Po ośmiu zwycięstwach z rzędu we własnej hali Los Angeles Clippers znaleźli pogromców. Okazali się nimi koszykarze Toronto Raptors, którzy triumfowali 110:98. Kyle Lowry zdobył 25 punktów i miał siedem asyst, lecz kluczem do wygranej była postawa zmienników, którzy w czwartej kwarcie zdobyli 18 z 30 punktów zespołu z Kanady.

- To najważniejsza rzecz w naszym zespole. Mamy świetną ławkę rezerwowych i każdy każdego wspiera. To nie jest zawsze widoczne w statystykach, ale wielu graczy robi różne rzeczy - podkreślił Greivis Vasquez, rozgrywający Raptors.

Szósty mecz z rzędu wygrali Chicago Bulls, którzy pokonali przed własną publicznością New Orleans Pelicans 107:100. Świetne spotkanie rozegrał Jimmy Butler, zdobywca 33 punktów. 19 punktów dla Byków dołożył Derrick Rose.

- Udawało nam się zdobywać wiele łatwych punktów. Zbieraliśmy dobrze piłkę, dzięki czemu mieliśmy otwarte pozycje do kosza, które wykorzystywaliśmy. Jeśli gramy w ten sposób, to jesteśmy trudni do pokonania - powiedział Butler.

Anthony Davis, gwiazdor Pelicans, zagrał pierwszy oficjalny mecz w swoim rodzinnym mieście. Choć New Orleans poległ, to młody center spisał się bardzo dobrze, notując 29 punktów, 11 zbiórek i sześć bloków.

Wyniki:

Washington Wizards - Boston Celtics 101:88
(Humphries 18, Pierce 17, Wall 12 - Green 23, Olynyk 15, Sullinger 12)

Los Angeles Clippers - Toronto Raptors 98:110
(Redick 23, Griffin 22, Crawford 20 - Lowry 25, Valanciunas 22, Vasquez 16)

Charlotte Hornets - Orlando Magic 94:102
(Walker 42, Jefferson 14 - Vucevic 22, Harris 21, Oladipo 13)

Miami Heat - Memphis Grizzlies 95:103
(Wade 25, Granger 18, Deng 16 - Conley 24, Gasol 22, Udrih 11)

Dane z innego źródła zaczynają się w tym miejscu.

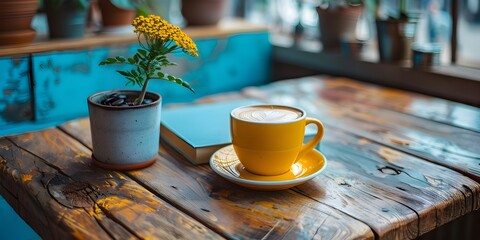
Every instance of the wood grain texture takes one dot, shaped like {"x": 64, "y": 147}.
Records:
{"x": 436, "y": 109}
{"x": 361, "y": 180}
{"x": 345, "y": 91}
{"x": 368, "y": 176}
{"x": 82, "y": 200}
{"x": 235, "y": 211}
{"x": 447, "y": 145}
{"x": 225, "y": 28}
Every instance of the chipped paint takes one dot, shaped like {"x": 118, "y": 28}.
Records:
{"x": 389, "y": 155}
{"x": 26, "y": 177}
{"x": 82, "y": 155}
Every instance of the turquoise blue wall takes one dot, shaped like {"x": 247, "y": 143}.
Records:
{"x": 47, "y": 89}
{"x": 12, "y": 226}
{"x": 54, "y": 88}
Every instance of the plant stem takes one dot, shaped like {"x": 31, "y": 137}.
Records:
{"x": 143, "y": 92}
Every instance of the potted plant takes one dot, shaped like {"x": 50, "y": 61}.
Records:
{"x": 396, "y": 30}
{"x": 125, "y": 125}
{"x": 66, "y": 18}
{"x": 338, "y": 21}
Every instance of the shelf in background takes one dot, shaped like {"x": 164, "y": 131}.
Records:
{"x": 225, "y": 28}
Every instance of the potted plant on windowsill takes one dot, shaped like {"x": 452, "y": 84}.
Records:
{"x": 396, "y": 30}
{"x": 66, "y": 18}
{"x": 125, "y": 125}
{"x": 338, "y": 21}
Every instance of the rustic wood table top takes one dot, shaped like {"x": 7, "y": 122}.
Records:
{"x": 400, "y": 164}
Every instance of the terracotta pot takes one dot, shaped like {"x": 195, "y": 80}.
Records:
{"x": 125, "y": 137}
{"x": 113, "y": 17}
{"x": 337, "y": 25}
{"x": 15, "y": 20}
{"x": 203, "y": 12}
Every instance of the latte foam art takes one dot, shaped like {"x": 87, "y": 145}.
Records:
{"x": 267, "y": 114}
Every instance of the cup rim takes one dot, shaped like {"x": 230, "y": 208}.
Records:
{"x": 304, "y": 114}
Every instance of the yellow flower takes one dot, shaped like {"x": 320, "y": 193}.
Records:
{"x": 154, "y": 28}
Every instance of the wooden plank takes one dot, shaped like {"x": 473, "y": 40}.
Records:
{"x": 223, "y": 29}
{"x": 235, "y": 211}
{"x": 23, "y": 182}
{"x": 358, "y": 167}
{"x": 348, "y": 91}
{"x": 400, "y": 220}
{"x": 450, "y": 146}
{"x": 383, "y": 210}
{"x": 107, "y": 204}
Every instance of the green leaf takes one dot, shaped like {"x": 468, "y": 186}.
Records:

Brooklyn Nets - Indiana Pacers 85:110
(Jack 22, Johnson 18, Karasiew 14 - Stuckey 20, West 17, Watson 17)

Chicago Bulls - New Orleans Pelicans 107:100
(Butler 33, Rose 19, Brooks 13 - Davis 29, Evans 26, Holiday 19)

Milwaukee Bucks - Atlanta Hawks 85:90
(Middleton 21, Mayo 12, Paczulia 11 - Teague 25, Horford 20, Millsap 17)

Utah Jazz - Philadelphia 76ers 88:71
(Favors 17, Burke 17, Hayward 15 - Wroten 20, Covington 17, Sims 10)

Sacramento Kings - New York Knicks 135:129 po dogr.
(Cousins 39, Gay 29, Collison 27 - Anthony 36, Hardaway 19, Aldrich 18)

Golden State Warriors - Minnesota Timberwolves 110:97
(Curry 25, Thompson 21, Speights 10 - Young 17, Daniels 14, LaVine 12)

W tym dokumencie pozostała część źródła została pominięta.